Gli aspetti psicologici, di solito, vengono messi in secondo piano dalle donne immigrate rispetto all’urgenza delle problematiche sopra citate. Essi, inoltre, sono poco conosciuti come temi degni di attenzione da rivolgere ad uno specialista sanitario, perché molto spesso la figura dello psicologo nei paesi di origine delle donne immigrate, soprattutto se provengono da paesi extracomunitari, è poco conosciuta o addirittura inesistente. Questo tipo di problematiche viene affrontato in modi assolutamente diversi dal nostro approccio psicologico – sanitario occidentale. Le donne immigrate generalmente possono giungere ad una consultazione psicologica, presso il Consultorio, solo dopo aver sperimentato rapporti buoni e degni di fiducia con le figure socio-sanitarie che le hanno assistite e che hanno suggerito loro una possibile consulenza psicologica. Per questo la creazione di reti formali ed informali significative rappresenta una condizione necessaria affinché si possa salvaguardare e promuovere l’importanza della salute psicologica per le donne migranti.

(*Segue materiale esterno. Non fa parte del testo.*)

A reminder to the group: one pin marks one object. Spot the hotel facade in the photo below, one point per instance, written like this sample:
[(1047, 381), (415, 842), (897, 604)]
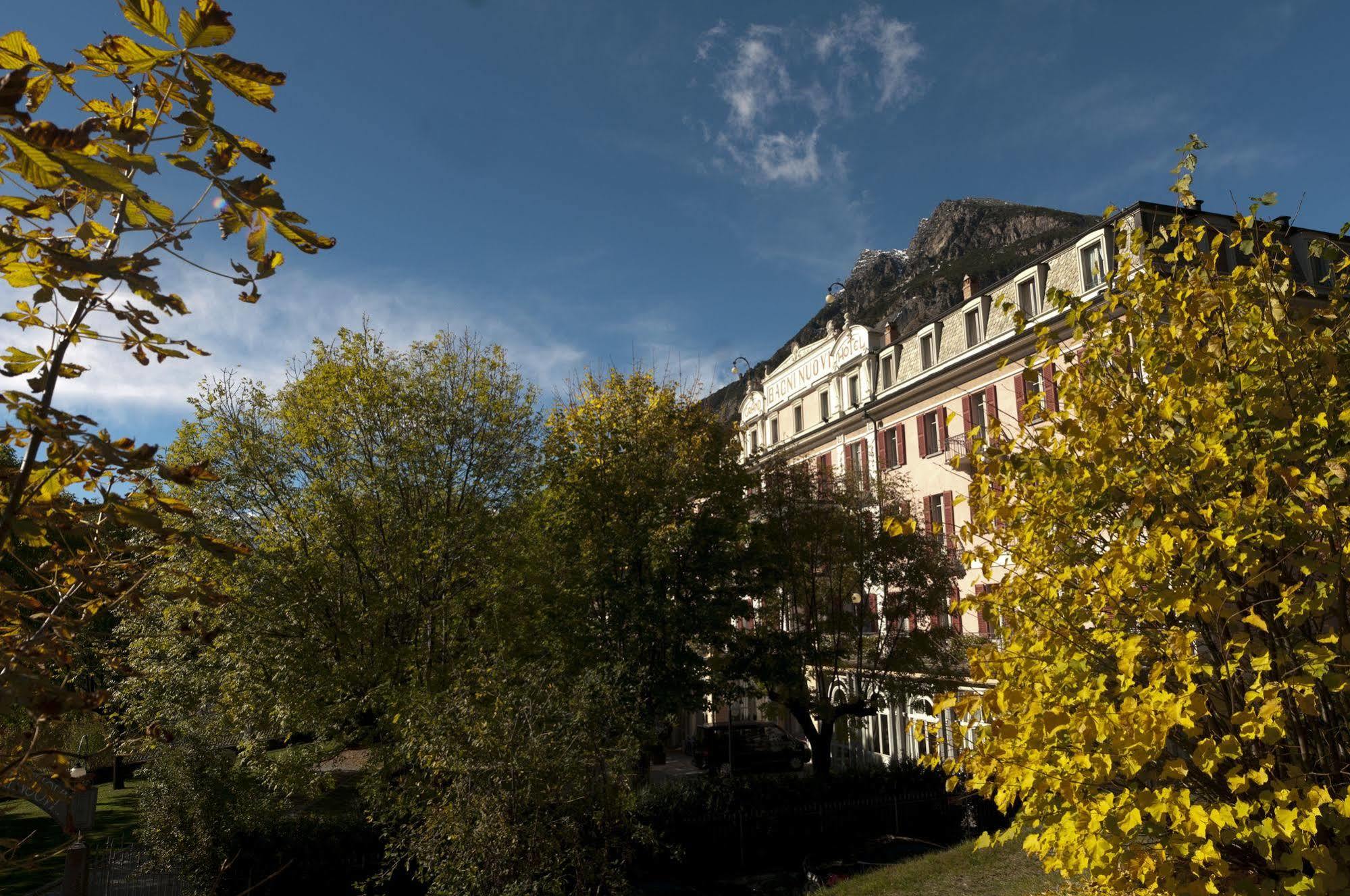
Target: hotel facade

Infine le donne, quando arrivano alla consulenza psicologica, spesso mostrano una grande diffidenza verso la figura dello psicologo, perché presuppongono di non poter essere capite e comprese nelle loro problematiche. Spesso hanno paura di essere vittime di giudizi negativi da parte dello specialista. Per questi motivi l’intervento psicologico che attiviamo presso il Consultorio fa riferimento ai principi teorici della clinica transculturale e dell’etnopsicoanalisi. Tali riferimenti teorici permettono di salvaguardare il fitto intreccio tra gli aspetti strettamente individuali e gli elementi simbolici e culturali del paese di appartenenza delle donne immigrate.
Il primo obiettivo è quello di favorire la costruzione di una buona alleanza di lavoro tra noi consulenti e le pazienti, in modo da creare le basi necessarie affinché la persona possa esprimere il proprio disagio e le proprie difficoltà, nella consapevolezza di sentirsi accolta e compresa a partire dalla propria storia personale.
In secondo luogo, su un piano più istituzionale, siamo consapevoli che per rispondere in modo adeguato alle problematiche delle donne immigrate, il nostro contributo ed operato può essere efficace solo se è inserito in rete ed è collegato con le altre strutture socio-sanitarie presenti sul territorio, come le ASL, l’ospedale, i consultori pubblici, ecc.
Il lavoro di rete, tra i singoli professionisti e tra le istituzioni, è la risorsa principale e più preziosa per affrontare nel modo migliore le nuove sfide che ci pone il fenomeno dell’immigrazione in campo socio-sanitario.